New research funded by the statutory levy reveals that existing safer gambling tools are structurally ill-equipped to support people harmed by someone else’s gambling behaviour.
The Gambling Commission conducted the study by gathering testimony from 25 adults across Great Britain who had all experienced adverse effects from another person’s gambling within the past 12 months.
A central finding is that affected others tend to recognise the damage being done to them only at a very late stage, often once harms have already escalated significantly.
Interviews found that safer gambling tools are “encountered almost exclusively at crisis point by the affected other,” highlighting a structural flaw in how intervention frameworks are designed.
Because safer gambling tools require the person gambling to initiate and maintain them, they are not well set-up to accommodate those caught in the fallout of another person’s harmful gambling.
The Gambling Survey for Great Britain estimates that around 2.7% of British adults score eight or more on the Problem Gambling Severity Index, indicating they have experienced adverse consequences from their own gambling activity.
A further 9% of the entire British adult population fall into the category of affected other, with more than a quarter of those having experienced at least one severe consequence, defined as relationship breakdown, significant financial loss, or exposure to violence or abuse.
Despite the scale of these consequences, fewer than one in five affected others seek any form of support, according to the Gambling Survey for Great Britain 2024.
The increasing accessibility of online gambling and its frictionless user experience has made it far harder for those around a problem gambler to spot warning signs early.
One participant described how their partner’s gambling was initially disguised: “She said it was just a game from the App Store – obviously it wasn’t.

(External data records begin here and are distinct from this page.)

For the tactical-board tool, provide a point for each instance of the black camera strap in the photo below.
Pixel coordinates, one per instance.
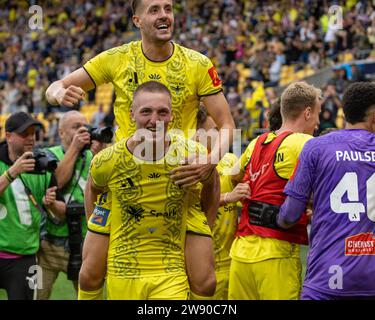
(79, 176)
(43, 212)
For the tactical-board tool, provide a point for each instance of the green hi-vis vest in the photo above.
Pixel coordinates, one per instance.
(72, 188)
(20, 221)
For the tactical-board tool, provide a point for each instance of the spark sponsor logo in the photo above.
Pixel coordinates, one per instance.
(154, 176)
(168, 214)
(136, 212)
(360, 244)
(216, 82)
(100, 216)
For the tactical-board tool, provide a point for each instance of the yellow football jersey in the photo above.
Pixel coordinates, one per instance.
(148, 211)
(252, 248)
(226, 219)
(188, 74)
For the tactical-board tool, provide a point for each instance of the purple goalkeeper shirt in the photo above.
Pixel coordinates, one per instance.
(339, 170)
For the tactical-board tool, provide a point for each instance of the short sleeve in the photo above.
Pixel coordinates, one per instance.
(301, 183)
(210, 80)
(101, 167)
(99, 68)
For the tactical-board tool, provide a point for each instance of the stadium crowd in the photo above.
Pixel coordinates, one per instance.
(250, 42)
(47, 73)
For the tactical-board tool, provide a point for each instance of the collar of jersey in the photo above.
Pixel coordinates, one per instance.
(158, 63)
(161, 160)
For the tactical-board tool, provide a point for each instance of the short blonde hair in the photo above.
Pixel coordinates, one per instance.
(297, 97)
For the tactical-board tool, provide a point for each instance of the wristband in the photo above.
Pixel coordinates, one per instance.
(7, 175)
(225, 198)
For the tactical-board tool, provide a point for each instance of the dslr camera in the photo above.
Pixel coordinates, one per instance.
(44, 161)
(103, 135)
(74, 213)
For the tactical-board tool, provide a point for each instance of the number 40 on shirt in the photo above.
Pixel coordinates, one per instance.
(349, 184)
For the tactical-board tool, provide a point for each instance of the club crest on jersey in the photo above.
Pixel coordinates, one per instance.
(216, 81)
(100, 216)
(155, 76)
(154, 176)
(360, 244)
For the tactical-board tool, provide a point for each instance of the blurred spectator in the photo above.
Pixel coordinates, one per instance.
(326, 120)
(332, 101)
(357, 74)
(261, 36)
(98, 117)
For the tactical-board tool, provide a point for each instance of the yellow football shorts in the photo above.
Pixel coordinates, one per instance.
(170, 287)
(271, 279)
(222, 283)
(196, 219)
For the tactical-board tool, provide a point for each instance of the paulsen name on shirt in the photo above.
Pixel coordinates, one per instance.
(367, 156)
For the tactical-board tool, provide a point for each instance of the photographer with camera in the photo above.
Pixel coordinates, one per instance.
(27, 195)
(61, 244)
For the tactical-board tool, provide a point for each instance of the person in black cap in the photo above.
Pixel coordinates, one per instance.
(25, 197)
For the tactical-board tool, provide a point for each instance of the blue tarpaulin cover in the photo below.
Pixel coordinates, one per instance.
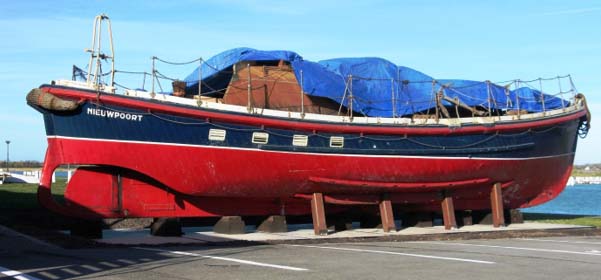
(375, 83)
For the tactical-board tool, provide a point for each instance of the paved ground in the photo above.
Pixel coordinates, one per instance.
(304, 232)
(540, 258)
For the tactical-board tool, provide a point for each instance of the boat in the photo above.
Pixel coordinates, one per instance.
(259, 133)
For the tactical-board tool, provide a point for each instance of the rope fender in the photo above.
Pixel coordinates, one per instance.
(585, 121)
(48, 101)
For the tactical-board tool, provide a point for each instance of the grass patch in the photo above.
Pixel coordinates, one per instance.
(24, 196)
(580, 220)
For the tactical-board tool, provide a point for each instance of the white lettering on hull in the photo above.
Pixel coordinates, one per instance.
(114, 115)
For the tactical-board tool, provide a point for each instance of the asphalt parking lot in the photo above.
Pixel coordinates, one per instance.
(527, 258)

It was all very, very secretive.”
This invisibility creates what the research describes as a state of “sustained hypervigilance,” concealing harms until they have compounded across multiple areas of a person’s life.
Health was the most frequently reported domain of harm, followed by relationships and financial situation, consistent with previous Gambling Survey for Great Britain findings.
Partners of those who gamble tend to sustain the most indirect harm, given their physical proximity, shared finances, and the mental burden of constant vigilance over their loved one’s behaviour.
Gambling advertising emerged as a “consistent and unprompted theme across interviews,” with one male partner of a gambler describing adverts as “inescapable.”
He elaborated further, saying: “It feels like from every direction, it’s on every screen and then we got one through the post from Gala Bingo, now they’re posting it to our house!”
Others described frustration at promotional offers, bonuses and pop-ups that continued to appear even after mitigation measures had been put in place.
Following the government’s introduction of the statutory levy, the Gambling Commission identified six research priorities and committed them to writing to provide direction amid any funding uncertainty.
This study falls under the regulator’s “Gambling-related harm and vulnerability” theme, with both its Lived Experience Advisory Panel and Consumer Voice research programme contributing to the process.
Humankind Research, one of four contracted partners supporting the Consumer Voice programme, was specifically commissioned to carry out these qualitative interviews given its focus on hard-to-reach audiences.
A companion report drawing from the same set of interviews is due in the coming months, exploring what the findings mean for support services, treatment providers, and the broader support ecosystem.